‘Third eye’ keeps mobile addicts safe while walking

‘Third eye’ keeps mobile addicts safe while walking

South Korean design student creates ‘third eye’ prototype to guide mobile addicts who can't look away from their smartphone while walking.

A technological ‘third eye’, developed by Minwook Paeng, would detect obstacles while users are looking at their smartphones.© Minwook Paeng.
SEOUL:
A South Korean design student has created a “third eye” prototype to guide mobile addicts who can’t look away from their smartphone while walking.

As a result, these so-called “Phono sapiens” could benefit from an extra eye that is automatically triggered when they look down.

In its current form, this third eye is anything but discreet, resembling a kind of big translucent plastic headlamp.

It includes a gyroscope, a speaker and an ultrasonic sonar sensor to detect obstacles.
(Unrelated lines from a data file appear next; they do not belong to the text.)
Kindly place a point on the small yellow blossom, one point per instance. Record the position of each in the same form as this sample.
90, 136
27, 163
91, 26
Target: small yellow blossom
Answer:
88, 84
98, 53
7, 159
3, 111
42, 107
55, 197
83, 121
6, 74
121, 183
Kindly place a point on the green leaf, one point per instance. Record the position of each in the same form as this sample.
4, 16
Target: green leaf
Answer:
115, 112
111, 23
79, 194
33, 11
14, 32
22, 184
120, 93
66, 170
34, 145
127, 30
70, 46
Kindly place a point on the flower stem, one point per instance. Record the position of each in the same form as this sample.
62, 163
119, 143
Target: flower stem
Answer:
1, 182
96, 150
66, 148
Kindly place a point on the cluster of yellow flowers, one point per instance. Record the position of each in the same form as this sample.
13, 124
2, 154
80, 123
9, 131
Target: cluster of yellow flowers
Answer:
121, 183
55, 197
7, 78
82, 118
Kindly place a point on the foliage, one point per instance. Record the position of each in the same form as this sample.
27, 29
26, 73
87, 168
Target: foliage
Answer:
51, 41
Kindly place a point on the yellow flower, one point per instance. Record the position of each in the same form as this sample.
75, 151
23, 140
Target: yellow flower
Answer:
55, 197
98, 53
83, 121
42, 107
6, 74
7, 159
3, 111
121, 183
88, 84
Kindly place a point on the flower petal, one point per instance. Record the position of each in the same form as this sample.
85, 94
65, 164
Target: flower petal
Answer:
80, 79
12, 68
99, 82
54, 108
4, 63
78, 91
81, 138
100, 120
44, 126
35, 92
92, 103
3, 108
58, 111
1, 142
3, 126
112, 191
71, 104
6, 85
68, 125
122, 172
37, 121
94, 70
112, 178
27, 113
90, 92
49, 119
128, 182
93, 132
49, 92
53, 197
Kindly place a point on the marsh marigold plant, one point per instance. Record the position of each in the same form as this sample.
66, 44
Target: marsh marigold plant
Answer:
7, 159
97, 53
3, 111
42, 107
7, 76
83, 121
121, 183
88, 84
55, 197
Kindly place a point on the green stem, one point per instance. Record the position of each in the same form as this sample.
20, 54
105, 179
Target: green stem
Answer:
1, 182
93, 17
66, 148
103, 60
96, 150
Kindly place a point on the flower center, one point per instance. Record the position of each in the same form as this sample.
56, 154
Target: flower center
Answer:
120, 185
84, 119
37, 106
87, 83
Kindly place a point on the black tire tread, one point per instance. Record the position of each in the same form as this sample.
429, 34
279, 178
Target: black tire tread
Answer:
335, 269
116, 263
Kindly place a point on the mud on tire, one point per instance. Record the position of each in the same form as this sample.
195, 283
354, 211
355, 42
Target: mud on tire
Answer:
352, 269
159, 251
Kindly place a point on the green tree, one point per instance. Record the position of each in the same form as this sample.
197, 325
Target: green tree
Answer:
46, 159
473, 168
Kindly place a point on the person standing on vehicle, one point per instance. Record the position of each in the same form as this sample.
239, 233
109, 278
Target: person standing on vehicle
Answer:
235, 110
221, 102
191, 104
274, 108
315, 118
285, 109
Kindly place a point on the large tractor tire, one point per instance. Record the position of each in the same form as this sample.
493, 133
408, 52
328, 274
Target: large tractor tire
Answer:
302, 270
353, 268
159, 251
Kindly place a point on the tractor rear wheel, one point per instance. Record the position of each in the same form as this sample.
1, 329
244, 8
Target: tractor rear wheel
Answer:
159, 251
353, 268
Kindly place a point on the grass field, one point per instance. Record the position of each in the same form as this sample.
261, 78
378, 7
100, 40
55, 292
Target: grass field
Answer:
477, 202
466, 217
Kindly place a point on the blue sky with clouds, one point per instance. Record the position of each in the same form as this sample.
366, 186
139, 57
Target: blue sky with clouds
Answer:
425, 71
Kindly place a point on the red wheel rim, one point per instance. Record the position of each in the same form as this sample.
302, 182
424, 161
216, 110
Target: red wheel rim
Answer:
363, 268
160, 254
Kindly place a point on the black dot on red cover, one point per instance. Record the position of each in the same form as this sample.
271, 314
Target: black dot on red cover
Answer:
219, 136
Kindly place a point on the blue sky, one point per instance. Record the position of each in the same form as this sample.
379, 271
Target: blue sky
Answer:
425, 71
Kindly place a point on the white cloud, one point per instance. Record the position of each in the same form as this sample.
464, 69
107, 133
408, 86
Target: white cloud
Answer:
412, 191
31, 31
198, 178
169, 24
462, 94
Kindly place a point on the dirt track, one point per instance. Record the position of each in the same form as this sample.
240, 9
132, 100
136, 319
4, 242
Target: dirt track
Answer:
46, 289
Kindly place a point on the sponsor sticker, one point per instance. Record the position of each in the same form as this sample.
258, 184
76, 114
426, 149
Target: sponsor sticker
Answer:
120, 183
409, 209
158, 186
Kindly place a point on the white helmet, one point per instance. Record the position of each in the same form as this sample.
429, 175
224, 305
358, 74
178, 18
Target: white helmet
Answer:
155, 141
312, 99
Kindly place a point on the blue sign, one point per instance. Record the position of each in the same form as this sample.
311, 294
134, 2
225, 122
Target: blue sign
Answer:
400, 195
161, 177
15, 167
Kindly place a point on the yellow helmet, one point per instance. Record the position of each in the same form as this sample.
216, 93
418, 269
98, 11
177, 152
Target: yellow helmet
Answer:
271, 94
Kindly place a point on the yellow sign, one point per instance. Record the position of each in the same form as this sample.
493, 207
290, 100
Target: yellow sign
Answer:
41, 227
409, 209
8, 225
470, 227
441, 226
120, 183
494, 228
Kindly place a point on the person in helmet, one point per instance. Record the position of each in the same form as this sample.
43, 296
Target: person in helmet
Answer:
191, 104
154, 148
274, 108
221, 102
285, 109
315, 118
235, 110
It is placed on the forehead and opens automatically when you look at your smartphone. Similarly, it closes when you raise your head.
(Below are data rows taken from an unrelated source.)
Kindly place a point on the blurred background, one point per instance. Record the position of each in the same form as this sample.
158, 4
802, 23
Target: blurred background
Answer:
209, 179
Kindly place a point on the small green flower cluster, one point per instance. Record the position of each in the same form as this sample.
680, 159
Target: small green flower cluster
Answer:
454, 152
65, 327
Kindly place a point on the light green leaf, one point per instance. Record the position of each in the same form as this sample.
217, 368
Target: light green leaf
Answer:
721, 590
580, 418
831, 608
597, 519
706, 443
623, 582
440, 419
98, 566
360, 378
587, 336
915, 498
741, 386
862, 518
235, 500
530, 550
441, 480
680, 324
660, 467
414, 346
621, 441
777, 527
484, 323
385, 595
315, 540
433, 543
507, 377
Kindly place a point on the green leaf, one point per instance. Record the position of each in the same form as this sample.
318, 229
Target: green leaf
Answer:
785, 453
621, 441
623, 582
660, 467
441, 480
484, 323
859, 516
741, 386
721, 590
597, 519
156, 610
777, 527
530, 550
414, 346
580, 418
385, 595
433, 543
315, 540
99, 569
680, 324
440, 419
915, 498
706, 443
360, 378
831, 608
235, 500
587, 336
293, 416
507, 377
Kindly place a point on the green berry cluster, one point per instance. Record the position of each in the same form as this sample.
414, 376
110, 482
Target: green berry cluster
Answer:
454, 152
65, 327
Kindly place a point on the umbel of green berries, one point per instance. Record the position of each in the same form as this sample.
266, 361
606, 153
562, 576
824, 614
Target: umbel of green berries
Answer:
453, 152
Its role is to detect obstacles and to warn users of their presence with a beep sound. Technically, the concept is based on the open-source platform, Arduino.

Through this “ironic design” project, the South Korean student Minwook Paeng hopes that people will take a critical look at modern humans and their (bad) habits, which have made them evolve from Homo sapiens to “Phono sapiens.”

He is already working on other projects relating to this new development in human “evolution.”